Israel helped Iran academic to defect: report

JERUSALEM — Israel helped an Iranian academic with links to the Islamic republic's controversial nuclear programme to defect, army radio reported on Saturday, citing a deputy minister.

Ayoub Kara, deputy minister for development in the Negev and Galilee, told a meeting at Ramat Gan near Tel Aviv that a scholar with ties to Iran's nuclear programme recently asked for asylum in Israel after it helped him to defect.

"It is too soon to provide further details," Kara said, adding only that the unidentified academic was "now in a friendly country."

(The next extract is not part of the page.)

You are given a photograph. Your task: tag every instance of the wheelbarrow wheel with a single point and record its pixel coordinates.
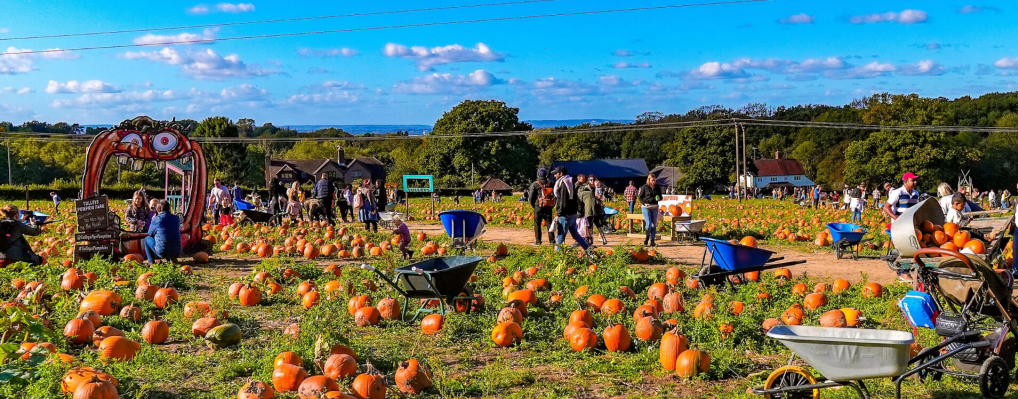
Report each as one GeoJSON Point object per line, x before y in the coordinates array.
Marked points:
{"type": "Point", "coordinates": [791, 377]}
{"type": "Point", "coordinates": [994, 378]}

"Israel will help all those who want to remove the strategic nuclear threat Iran poses not only to our country, but to the entire civilised and democratic world," the radio reported Kara as saying.

Neither Israel nor the United States has ruled out military action to thwart Iran's nuclear ambitions, which Tehran insists are peaceful but which the world powers believe mask a drive to manufacture an atomic weapon.

Israel is widely believed to be the sole nuclear-armed power in the Middle East, albeit undeclared, and pursues a policy of ambiguity over whether it has an atomic arsenal.

The Jewish state has been linked previously to reports of defections of key personnel believed to have ties with Iran's nuclear ambitions.

In March 2007, an ex-head of Israel's foreign intelligence service Mossad said that a former Iranian general who went missing in Turkey had probably defected.